Business Visas 101
There is an old saying, ‘Fool me once, shame on you. Fool me twice, shame on me.’ When it comes to hiring and immigration law I wish I were only fooled once or twice but the truth is in my twenty plus years of staffing I’ve been fooled several times as to just who can be hired that is not a U.S. Citizen.
If you have been in the staffing business in one shape or form for any length of time you have had to deal with the visa issue. Whether you are a recruiter or hiring manager within a staffing or corporate environment, at some point, you have come across a strong candidate that you aren’t sure if you can hire due to their residency status.
My kind-heart and ability to be gullible has caused me to move a couple of crucial candidates along in the recruiting process only to be stopped near the end where I discover their status required legal sponsorship; what a time waster these endeavors were.
Over the years a stable question that I will ask during the phone screen is:
• Are you eligible to work in the United States indefinitely?
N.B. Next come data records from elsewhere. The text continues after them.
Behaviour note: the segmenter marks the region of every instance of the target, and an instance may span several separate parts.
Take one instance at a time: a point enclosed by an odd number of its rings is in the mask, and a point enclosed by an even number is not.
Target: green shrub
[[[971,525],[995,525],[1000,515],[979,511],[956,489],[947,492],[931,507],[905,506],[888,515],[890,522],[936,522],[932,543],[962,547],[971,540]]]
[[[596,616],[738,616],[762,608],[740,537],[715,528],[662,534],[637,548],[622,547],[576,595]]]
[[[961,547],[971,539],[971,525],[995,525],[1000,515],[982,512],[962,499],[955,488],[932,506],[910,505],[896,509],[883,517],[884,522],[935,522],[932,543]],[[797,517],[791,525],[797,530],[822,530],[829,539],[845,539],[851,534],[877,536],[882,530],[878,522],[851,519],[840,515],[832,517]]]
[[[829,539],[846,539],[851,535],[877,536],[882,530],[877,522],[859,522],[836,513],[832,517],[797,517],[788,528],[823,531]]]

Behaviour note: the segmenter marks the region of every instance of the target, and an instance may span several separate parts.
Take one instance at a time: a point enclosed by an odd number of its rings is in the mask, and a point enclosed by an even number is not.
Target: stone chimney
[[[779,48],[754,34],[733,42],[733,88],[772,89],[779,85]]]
Or…
• Are you eligible to work in the United States without benefit of visa?
The majority of the answers are a simple, ‘yes’. Some will volunteer they are a U.S. Citizen or that they are a Green Card holder. Most of us know that if the candidate has an H1B visa they will require sponsorship. When we hear the word, ‘visa’ we can imagine that further legal representation and documentation will be required. Even a TN visa will eventually require additional documentation during the renewal process.
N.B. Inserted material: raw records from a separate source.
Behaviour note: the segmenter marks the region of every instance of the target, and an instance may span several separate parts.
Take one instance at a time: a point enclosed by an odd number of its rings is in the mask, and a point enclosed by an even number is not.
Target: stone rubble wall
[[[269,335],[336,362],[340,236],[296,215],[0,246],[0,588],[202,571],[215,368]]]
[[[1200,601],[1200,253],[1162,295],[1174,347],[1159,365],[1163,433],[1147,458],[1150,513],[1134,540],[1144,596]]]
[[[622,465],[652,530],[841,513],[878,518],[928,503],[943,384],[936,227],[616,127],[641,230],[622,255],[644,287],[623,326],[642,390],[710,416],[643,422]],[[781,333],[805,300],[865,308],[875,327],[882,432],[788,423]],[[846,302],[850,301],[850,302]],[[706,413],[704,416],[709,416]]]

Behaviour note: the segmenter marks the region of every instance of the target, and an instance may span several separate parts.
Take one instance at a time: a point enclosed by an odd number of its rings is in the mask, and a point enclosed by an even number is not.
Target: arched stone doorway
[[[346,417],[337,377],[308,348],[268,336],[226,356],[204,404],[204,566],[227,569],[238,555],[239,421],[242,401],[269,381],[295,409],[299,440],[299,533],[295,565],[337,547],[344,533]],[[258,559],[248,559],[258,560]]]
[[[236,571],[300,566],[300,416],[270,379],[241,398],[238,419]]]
Several years ago I was tripped up when a much desired candidate told me that their ‘residency status was EAD’ and therefore did not require sponsorship. They said they had their EAD status for their Green Card processing. I took this candidate on to final interviews before I learned through the company legal department that EAD is not a status. EAD stands for employment authorization document and there are 3 ways to obtain the EAD. You can obtain the EAD through Green Card processing, F-1 student or dependent of a visa holder such as L-2, J-2 or TD. Ideally when the holder of an EAD is hired the employer maintains the EAD and assists with the application process. In addition the EAD must be portable for the employer to hire the candidate. Portable means that the EAD is able to be transferred to a new employer. Typically the candidate must have the EAD 6 months to one year before it is portable
The following are common visas that candidates may hold while pursuing a position of employment:
• H-1B This is a Work Visa
• F-1 This is a Student Visa *After graduation the candidate may still have their F-1 while searching for an employer to support their H-1B
• TN This is the Trade visa for Citizens of Canada and Mexico to work in the USA
• L-1 This visa is generally valid for a short amount of time with extensions (max stay is seven years). These visas are available to employees of an international company with offices in both the United States and abroad
• L-2 This is a visa for the spouse that is holding an L-1 visa
To prevent being fooled even once make sure to ask all candidates whether they are eligible to work in the United States indefinitely without benefit of visa. Remember that unless your company has the legal and financial means to sponsor and participate in document preparations you will need to hire only U.S. Citizens and Green Card holders.
*All data and information provided on this site is for informational purposes only. The author is not a lawyer and is not representing any employer.